Leaving Ballina, the next stop is Killala where Mariyo Yagi’s first of two sculptures ‘The Inter-Communication Park’ in Killala Harbour is behind the Coast and Cliff Rescue Station. Continue along the coastline through Lacken to Ballycastle where Tony Murphy’s work, inspired by Megalithic monuments, entitled ‘Court Hence’ sits in front of Ballycastle Cottages. A set of earthen embankments form a seating area within their circumference. En route to Belderrig, Eilis O'Baoil’s beautifully conceived ‘Wind Trees’ is like a set of five fingerprints marked by dry stone walls surrounding trees.
This unique project was conceived by artist Marian O’Donnell who took inspiration from the discovery of the neolithic site at Céide Fields, the oldest field system in the world which had been buried under blanket bog for thousands of years. Its discovery revealed an ancient civilisation with dwellings and walls and evidence of farming methods and which captured imaginations locally and raised new awareness of our ancient forebears. In an effort to acknowledge continuity between the past, present and future, and to honour the imprint made on the land by ancient people, the sculptures on the trail draw on natural elements
The art along the coastal route of North Mayo shines a light on the existing landscape, helping us see it anew, through fresh eyes, reconnecting us to the wilderness. As Henry David Thoreau said in Walden:
“We need the tonic of wildness...At the same time that we are earnest to explore and learn all things, we require that all things be mysterious and unexplorable, that land and sea be indefinitely wild, unsurveyed and unfathomed by us because unfathomable.
We can never have enough of nature.”
The sculptures work in the landscape to enhance our experience of nature. Participating artists were required to work within fairly strict guidelines, in order that their work have an organic quality, rather than the out of place quality of transplanted work. To that end, they were limited in their use of specific limited organic materials which would enliven without utterly altering the sites which included an old quarry, small fields, agricultural land and sand dunes. The sculptures explore ideas of folklore, mythology and early settlement.
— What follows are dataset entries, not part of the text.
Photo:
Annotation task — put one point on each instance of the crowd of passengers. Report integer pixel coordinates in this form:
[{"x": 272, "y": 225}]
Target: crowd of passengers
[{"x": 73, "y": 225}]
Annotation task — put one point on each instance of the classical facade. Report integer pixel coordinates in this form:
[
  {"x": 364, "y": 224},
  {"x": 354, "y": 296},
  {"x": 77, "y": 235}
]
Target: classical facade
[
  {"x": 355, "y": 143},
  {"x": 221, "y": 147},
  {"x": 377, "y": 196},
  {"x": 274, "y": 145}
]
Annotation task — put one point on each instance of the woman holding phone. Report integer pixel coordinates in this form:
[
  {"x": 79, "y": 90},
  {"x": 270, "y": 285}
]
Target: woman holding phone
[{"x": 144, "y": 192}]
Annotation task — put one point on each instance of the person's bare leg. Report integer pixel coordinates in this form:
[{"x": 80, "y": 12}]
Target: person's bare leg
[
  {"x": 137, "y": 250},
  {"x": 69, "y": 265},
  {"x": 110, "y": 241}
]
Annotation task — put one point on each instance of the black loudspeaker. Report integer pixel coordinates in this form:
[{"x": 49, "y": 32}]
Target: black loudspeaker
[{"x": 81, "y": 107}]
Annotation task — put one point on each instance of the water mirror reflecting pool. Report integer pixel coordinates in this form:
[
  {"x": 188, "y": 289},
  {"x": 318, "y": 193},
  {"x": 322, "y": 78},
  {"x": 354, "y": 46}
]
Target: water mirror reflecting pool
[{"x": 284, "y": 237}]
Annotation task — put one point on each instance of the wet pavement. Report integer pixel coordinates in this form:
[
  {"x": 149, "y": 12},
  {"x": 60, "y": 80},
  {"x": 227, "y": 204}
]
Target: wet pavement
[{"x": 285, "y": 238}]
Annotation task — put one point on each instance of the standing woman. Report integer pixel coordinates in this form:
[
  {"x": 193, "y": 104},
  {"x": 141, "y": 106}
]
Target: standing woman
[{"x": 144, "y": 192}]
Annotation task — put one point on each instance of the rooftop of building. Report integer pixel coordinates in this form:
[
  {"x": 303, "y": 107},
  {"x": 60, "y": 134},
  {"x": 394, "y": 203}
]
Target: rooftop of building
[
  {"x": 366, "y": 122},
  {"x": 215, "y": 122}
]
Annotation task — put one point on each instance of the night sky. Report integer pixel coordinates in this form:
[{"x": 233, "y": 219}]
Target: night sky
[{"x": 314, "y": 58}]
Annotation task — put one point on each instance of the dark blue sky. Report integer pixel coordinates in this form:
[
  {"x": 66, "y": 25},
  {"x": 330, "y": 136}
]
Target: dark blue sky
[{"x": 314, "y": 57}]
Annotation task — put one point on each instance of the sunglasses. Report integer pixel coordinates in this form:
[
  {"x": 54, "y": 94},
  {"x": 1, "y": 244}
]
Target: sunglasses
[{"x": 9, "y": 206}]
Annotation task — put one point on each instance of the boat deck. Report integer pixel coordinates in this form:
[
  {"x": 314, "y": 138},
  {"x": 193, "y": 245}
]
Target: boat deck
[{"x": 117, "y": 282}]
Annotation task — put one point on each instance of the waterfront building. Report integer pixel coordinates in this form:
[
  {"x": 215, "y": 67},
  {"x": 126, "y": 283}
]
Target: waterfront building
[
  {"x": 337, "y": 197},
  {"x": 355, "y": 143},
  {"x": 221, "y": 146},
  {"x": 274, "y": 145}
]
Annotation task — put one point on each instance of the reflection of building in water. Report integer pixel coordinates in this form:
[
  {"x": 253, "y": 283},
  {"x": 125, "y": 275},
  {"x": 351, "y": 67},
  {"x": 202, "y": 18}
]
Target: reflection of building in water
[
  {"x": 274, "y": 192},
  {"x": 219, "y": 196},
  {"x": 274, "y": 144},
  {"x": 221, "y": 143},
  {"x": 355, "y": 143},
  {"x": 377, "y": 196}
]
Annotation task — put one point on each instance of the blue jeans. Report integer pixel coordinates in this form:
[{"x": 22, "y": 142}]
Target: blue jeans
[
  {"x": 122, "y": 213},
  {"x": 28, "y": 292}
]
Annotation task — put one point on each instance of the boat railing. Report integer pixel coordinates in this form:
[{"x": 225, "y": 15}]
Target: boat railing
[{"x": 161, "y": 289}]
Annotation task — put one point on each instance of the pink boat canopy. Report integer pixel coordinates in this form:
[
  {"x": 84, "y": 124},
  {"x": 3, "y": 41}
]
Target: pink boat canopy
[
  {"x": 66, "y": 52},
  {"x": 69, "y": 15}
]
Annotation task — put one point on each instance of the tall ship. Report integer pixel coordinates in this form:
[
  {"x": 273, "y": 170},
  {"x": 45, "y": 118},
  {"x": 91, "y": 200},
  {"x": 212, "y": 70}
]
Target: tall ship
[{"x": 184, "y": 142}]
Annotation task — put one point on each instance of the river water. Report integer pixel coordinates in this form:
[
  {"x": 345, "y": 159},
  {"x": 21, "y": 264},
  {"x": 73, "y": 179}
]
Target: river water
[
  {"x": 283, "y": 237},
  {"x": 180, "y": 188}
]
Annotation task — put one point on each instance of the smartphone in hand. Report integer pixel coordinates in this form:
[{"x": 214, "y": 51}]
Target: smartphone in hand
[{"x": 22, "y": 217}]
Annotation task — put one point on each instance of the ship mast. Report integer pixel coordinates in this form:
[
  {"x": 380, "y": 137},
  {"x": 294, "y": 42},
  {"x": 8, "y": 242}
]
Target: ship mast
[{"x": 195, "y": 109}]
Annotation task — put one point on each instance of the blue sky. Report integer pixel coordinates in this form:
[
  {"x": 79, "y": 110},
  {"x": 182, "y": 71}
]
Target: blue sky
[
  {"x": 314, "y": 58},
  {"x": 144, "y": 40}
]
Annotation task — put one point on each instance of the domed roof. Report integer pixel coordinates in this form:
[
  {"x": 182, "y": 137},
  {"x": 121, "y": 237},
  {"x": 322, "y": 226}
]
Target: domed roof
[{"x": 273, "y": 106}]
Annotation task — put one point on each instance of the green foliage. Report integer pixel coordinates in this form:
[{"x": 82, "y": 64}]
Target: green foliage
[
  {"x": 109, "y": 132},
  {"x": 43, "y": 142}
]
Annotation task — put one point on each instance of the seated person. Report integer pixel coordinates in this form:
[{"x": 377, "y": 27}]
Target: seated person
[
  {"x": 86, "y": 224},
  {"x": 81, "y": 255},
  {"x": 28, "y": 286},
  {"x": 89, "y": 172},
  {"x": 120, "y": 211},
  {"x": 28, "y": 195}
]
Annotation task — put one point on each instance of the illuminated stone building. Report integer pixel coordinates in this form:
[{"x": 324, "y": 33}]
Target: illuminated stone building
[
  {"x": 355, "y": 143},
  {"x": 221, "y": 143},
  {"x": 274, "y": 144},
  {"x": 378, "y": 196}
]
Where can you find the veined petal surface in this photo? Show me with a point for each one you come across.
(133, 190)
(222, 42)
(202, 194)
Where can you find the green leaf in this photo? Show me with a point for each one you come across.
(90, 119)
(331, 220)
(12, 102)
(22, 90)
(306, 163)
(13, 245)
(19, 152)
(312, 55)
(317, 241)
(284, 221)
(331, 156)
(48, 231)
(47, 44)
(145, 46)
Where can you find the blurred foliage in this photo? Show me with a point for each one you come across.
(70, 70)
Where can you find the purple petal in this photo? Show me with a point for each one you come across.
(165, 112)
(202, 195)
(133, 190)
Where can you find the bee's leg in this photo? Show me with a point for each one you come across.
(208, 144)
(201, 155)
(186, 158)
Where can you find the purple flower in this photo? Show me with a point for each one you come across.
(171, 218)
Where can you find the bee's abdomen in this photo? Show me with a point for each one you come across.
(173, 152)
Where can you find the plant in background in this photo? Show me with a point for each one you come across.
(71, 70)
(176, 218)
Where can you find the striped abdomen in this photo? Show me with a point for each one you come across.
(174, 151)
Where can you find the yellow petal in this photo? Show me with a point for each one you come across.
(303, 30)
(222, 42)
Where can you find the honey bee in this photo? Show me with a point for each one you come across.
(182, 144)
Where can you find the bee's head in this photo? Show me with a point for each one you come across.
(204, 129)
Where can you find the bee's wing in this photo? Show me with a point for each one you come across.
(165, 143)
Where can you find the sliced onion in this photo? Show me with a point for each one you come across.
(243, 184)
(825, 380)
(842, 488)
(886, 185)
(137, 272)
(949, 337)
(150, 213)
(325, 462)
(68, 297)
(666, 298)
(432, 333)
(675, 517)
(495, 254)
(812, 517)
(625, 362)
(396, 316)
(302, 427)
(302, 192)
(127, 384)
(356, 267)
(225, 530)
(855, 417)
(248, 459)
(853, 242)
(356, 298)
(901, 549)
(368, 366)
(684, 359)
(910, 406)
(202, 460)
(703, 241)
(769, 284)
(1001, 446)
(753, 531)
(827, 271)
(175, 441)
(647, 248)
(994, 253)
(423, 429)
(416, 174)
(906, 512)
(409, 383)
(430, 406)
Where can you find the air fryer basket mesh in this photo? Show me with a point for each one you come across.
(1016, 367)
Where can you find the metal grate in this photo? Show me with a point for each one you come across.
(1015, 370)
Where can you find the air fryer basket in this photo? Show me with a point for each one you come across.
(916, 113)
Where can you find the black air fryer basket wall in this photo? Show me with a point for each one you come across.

Niall O'Neill’s ‘Stratified Sheep’ at Ballinaboy Visitor Farm uses granite and sandstone to create the most commonly sighted animals in the county, reflecting the inherently rural culture of the place. Other works include Japanese Sculptor Mariyo Yagi’s two sculptures: ‘The Inter- Communication Park’ in Killala Harbour and ‘The Echo of Nawascape’ in Lacken Bay. Further west on Palmerstown Bridge is Alan Counihan’s ‘Tearmon na Gaoithe,’ a shelter or sanctuary built out of quarried stones which lay in the environment.
The Tír Sáile trail ends in Blacksod at the base of the Mullet Peninsula, where Michael Bulfin’s piece entitled ‘Deirble's Twist’ forms a spiral of granite boulders which were found on site into a spiral sculpture.
The Sculpture Trail is in place since 1993, when it opened as part of a year long celebration of 5,000 years of humans inhabiting rural Mayo. Some sculptures blend so seamlessly with the environment, it’s as though nature itself arranged it.